By: Philippa Kiraly
Around Puget Sound at Christmastime, we can hear Handel’s Messiah performed on a dozen different nights by several different organizations. While I wish we heard other great Christmas works as well, like Berlioz’ L’Enfance du Christ, or Bach’s Christmas Oratorio, Messiah heralds Christmas for us and adds greatly to the mood.
However, until recently we haven’t heard so much of the great works written for the week before Easter, notably Bach’s two great Passions.
Kudos, therefore, to Choral Arts and conductor Robert Bode for taking on the St. John Passion, which they performed Friday night at Plymouth Church. While shorter and less well known than the St. Matthew, the St. John is still a huge challenge for a small choir, and Choral Arts did an admirable job.
At a quick count, there are 17 choruses and 13 choralesto be sung. The choruses are an essential part of furthering the story, each having its own importance in creating and furthering the drama. From the first, sober “Herr, unser Herrscher”(“Lord, our master”) to an appallingly eager mob mentality in “Kreuzige, kreuzige!” (“Crucify, crucify!”) and more of similar, chilling mode, to the peaceful acceptance of “Ruht wohl,” (“Rest well”) near the end, the choir caught and conveyed the emotions. In the Chorales, the stand-back commentary on the story, the feelings are gentler but still there: faith, grief, thankfulness among them.
The roles of the Evangelist, Jesus, and Pilate were excellently sung by tenor Ross Hauck, baritone David Farwig, and bass Norman Smith respectively, while the instrumental side consisted largely of Seattle Baroque Orchestra players.

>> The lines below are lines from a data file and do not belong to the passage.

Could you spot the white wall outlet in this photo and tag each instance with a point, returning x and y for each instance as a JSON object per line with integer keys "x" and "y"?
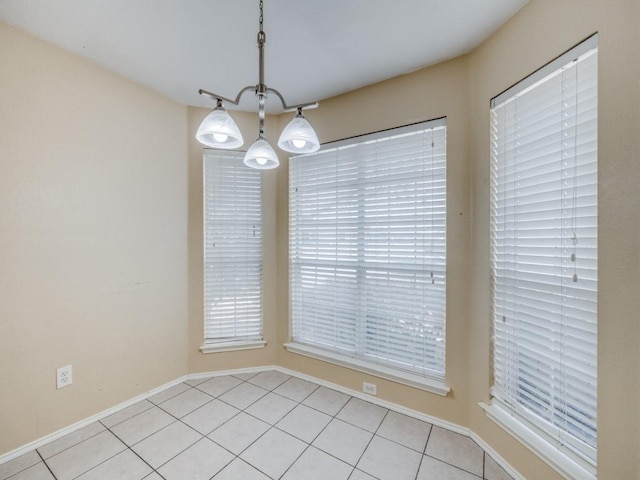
{"x": 370, "y": 388}
{"x": 64, "y": 377}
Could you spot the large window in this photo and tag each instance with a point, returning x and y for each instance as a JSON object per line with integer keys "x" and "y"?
{"x": 367, "y": 252}
{"x": 232, "y": 252}
{"x": 544, "y": 259}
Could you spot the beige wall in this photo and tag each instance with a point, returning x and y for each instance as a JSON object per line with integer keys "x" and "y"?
{"x": 93, "y": 251}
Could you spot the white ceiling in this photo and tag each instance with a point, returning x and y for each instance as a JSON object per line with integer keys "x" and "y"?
{"x": 315, "y": 49}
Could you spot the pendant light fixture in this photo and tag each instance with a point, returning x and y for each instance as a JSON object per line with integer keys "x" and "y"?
{"x": 218, "y": 130}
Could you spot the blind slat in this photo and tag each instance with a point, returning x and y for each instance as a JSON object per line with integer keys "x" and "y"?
{"x": 368, "y": 246}
{"x": 544, "y": 250}
{"x": 232, "y": 249}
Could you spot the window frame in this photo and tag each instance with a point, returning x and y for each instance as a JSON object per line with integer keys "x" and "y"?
{"x": 570, "y": 457}
{"x": 252, "y": 183}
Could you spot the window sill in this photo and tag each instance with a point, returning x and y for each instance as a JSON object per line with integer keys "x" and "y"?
{"x": 558, "y": 457}
{"x": 232, "y": 346}
{"x": 405, "y": 378}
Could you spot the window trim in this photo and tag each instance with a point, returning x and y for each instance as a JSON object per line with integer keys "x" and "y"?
{"x": 569, "y": 458}
{"x": 428, "y": 384}
{"x": 424, "y": 381}
{"x": 210, "y": 345}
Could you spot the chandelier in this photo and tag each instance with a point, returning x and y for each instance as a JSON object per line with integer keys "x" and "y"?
{"x": 219, "y": 130}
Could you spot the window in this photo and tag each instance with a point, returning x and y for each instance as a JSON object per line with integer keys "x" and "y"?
{"x": 232, "y": 253}
{"x": 544, "y": 258}
{"x": 367, "y": 253}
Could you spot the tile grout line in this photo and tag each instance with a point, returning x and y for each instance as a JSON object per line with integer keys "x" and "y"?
{"x": 310, "y": 444}
{"x": 45, "y": 464}
{"x": 424, "y": 452}
{"x": 135, "y": 453}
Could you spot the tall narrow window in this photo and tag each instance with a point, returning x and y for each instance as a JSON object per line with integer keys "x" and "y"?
{"x": 367, "y": 252}
{"x": 232, "y": 252}
{"x": 544, "y": 258}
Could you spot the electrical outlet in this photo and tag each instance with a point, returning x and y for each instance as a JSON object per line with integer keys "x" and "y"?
{"x": 64, "y": 377}
{"x": 370, "y": 388}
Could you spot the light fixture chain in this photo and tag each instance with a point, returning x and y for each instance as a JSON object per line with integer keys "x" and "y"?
{"x": 261, "y": 15}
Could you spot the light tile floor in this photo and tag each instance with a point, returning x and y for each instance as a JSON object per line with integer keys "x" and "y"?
{"x": 256, "y": 427}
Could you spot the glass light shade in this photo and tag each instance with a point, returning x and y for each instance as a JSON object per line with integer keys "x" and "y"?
{"x": 218, "y": 130}
{"x": 261, "y": 156}
{"x": 299, "y": 137}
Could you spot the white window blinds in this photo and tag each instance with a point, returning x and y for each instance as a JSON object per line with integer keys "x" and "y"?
{"x": 544, "y": 250}
{"x": 367, "y": 248}
{"x": 232, "y": 249}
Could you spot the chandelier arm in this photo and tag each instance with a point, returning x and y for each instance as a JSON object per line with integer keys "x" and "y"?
{"x": 292, "y": 108}
{"x": 215, "y": 96}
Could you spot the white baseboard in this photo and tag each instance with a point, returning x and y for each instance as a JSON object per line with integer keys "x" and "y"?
{"x": 83, "y": 423}
{"x": 196, "y": 376}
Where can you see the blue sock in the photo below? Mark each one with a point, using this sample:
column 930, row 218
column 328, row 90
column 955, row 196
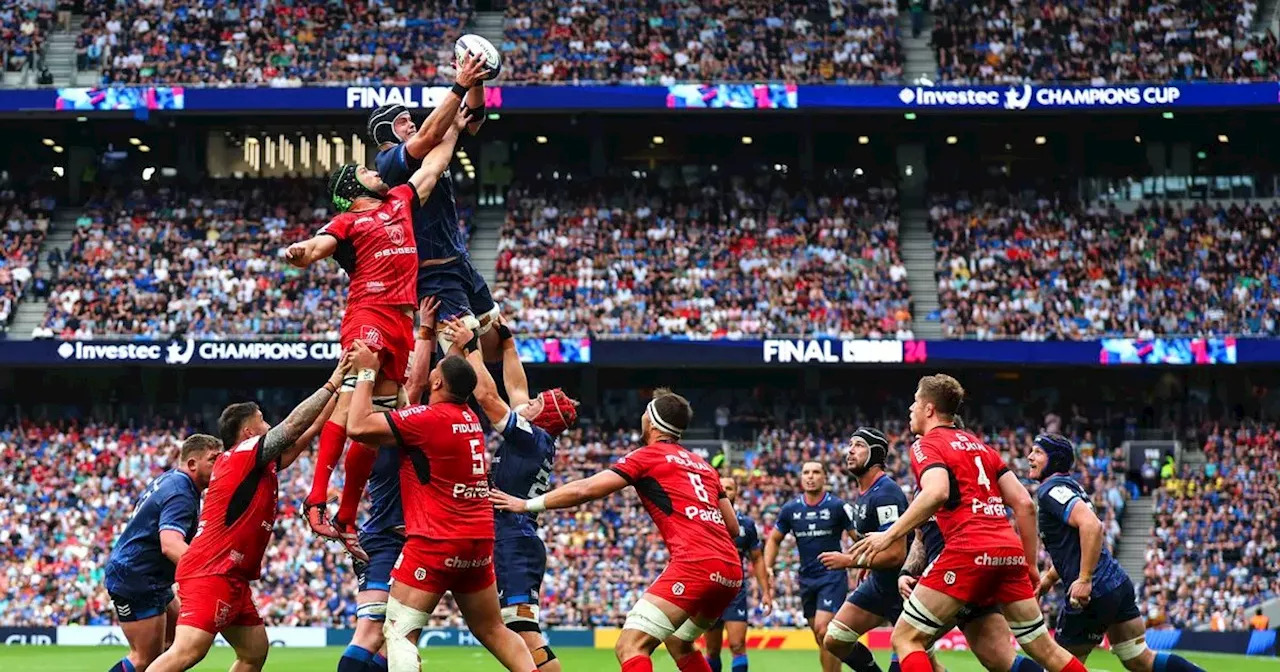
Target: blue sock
column 1169, row 662
column 355, row 659
column 1025, row 664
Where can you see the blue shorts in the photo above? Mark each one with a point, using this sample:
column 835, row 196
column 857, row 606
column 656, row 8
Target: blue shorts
column 1088, row 625
column 520, row 563
column 383, row 551
column 736, row 609
column 874, row 597
column 824, row 594
column 457, row 287
column 140, row 606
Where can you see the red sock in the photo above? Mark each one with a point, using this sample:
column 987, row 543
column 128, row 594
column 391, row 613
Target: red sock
column 359, row 466
column 694, row 662
column 640, row 663
column 917, row 662
column 332, row 439
column 1074, row 664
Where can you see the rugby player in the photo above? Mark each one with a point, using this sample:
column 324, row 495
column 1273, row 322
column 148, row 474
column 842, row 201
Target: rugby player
column 684, row 497
column 138, row 575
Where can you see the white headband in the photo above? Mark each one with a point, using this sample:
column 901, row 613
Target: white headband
column 666, row 428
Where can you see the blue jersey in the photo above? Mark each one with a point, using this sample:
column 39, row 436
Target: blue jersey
column 522, row 467
column 876, row 510
column 435, row 222
column 169, row 502
column 817, row 530
column 384, row 504
column 1056, row 497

Although the St. John is a more intimate Passion than the St. Matthew and does not have the same structural coherence as a work, I would have liked more of a sense of majesty about this performance, more of a sense of decisiveness. The performance didn’t sag, but it didn’t lift far off the ground in the first half, the second being considerably more engaging.
Partly this seemed due to frequent imbalances in the orchestra or between orchestra and singers. Some of this may be due to acoustics in the church, but from my seat midway back at left center, I could only hear the violins when playing by themselves and I never heard the violas at all. Even with just a soloist singing, the violins were too light, so that their line in the polyphony was rarely audible.
At the beginning, the flutes were too obtrusive even in their prominent (and well played) role, while all through, the most consistent sound came from the lower instruments, grounding the entire performance and always to be heard.
Occasional uncertainties left the impression that the orchestra had had too few rehearsals with choir and soloists.
I could also not hear runs clearly, whether instrumental or vocal, with the notable exception of soprano Linda Strandberg’s two arias. The male soloists all had vibratos which muddied the line somewhat, but I think the lack of clarity was more attributable, again, to the church acoustics, which left a certain murkiness to all the singing. Had alto Stacey Sunde sung quietly in her aria “Von den Stricken,” (“From the bonds”) as the music sometimes needed, she would have been overpowered by the oboes playing obbligato. Hauck did his most expressive work as Evangelist in the second half. The excitement of the temple being torn in half came across as though he was an on-the-scene reporter, and at other times his narrative took on tones of deep sorrow. Farwig’s moving “Es ist vollbracht,” (“It is finished”) was the quiet heart of the work.